The passengers boarded a large hall where the whole floor at the information desk was covered in white marble. On this same deck were the majority of the cabins. The outside-facing ones had their own shower and toilet, but not the inside-facing ones. The restaurant deck upstairs was based on Knud E. Hansen’s concept of a restaurant in the bow and cafeteria in the stern. The two eateries were merged together with a kitchen on one side and a large kiosk centre on the other. On the deck above was a very attractive bar lounge with beautiful views through the big windows. At the stern there was a sleeping area with 190 Pullman beds.
The saloons onboard had names related to the Olympic Games set to take place in Munich the same year as the ferry was delivered. How about Restaurant Olympos, Cafeteria Marathon and Munich Pub? This gave a special character to the ship. STENA OLYMPICA was also a very flexible ferry. On the day trips to the Danish coastal town, Korsör, and later to Frederikshavn, near the tip of Jutland, the cabins were empty and the ships still functioned as spacious and purposeful day ferries.
Like the Stena Germanica only bigger
In principle, STENA OLYMPICA contained the same types of furnishings that STENA GERMANICA had offered. The business concept was the same but everything was bigger. The second-generation German ferries had upwards of 40 percent more beds than their predecessors and more than 70 percent greater freight capacity. Compared to contemporary German ferries on night lines, Stena Line’s ships nevertheless had a relatively larger passenger capacity and less freight capacity. This reflected the high demand for travel to and from Germany along the Kiel route. When renovated at Swedish shipyard in Sölvesborg, the cabin capacity of STENA OLYMPICA was increased by 152 beds. But the ship’s elegant exterior was aesthetically compromised at the same time. The rebuilding was a good example of Stena Line’s focus on maximizing the earning potential of the ferries.
A good investment
STENA OLYMPICA only cost 28 million Swedish kroner in 1972. To this end, Stena Line received a ferry which, after a minor rebuild, offered a total of 1000 beds as well as large restaurant spaces. This meant great competitiveness. The vessel had become a valuable unit in the Stena Line fleet when competition in Germany’s traffic escalated in the 1970s, such as when Sessan Line opened a route between Gothenburg and Travemünde in 1974.
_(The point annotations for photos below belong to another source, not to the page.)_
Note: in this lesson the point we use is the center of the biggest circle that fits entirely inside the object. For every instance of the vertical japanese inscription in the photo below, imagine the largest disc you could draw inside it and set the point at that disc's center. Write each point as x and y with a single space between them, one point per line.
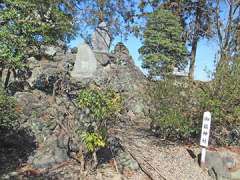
205 129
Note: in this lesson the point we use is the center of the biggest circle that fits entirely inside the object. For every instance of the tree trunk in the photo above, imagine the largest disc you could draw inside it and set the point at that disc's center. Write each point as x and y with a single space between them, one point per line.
1 74
7 78
195 40
193 59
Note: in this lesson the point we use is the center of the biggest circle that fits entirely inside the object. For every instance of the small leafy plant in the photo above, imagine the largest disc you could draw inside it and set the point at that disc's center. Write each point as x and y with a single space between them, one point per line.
93 141
101 103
After 10 years in traffic, Stena Olympica was replaced with larger tonnage. The vessel was then sold to Prince of Fundy Cruises Ltd and used in the summertime route between SCOTIA PRINCE and Portland, Maine and Yarmouth, Nova Scotia. In 1986, the ferry was extended and continued on the same route until the line was discontinued in 2005. Thereafter, the Stena Olympica was used in various charter assignments, mainly in the Mediterranean. It was only in 2012 that this colourful ferry was finally scrapped in Bangladesh after a successful 40-year long career.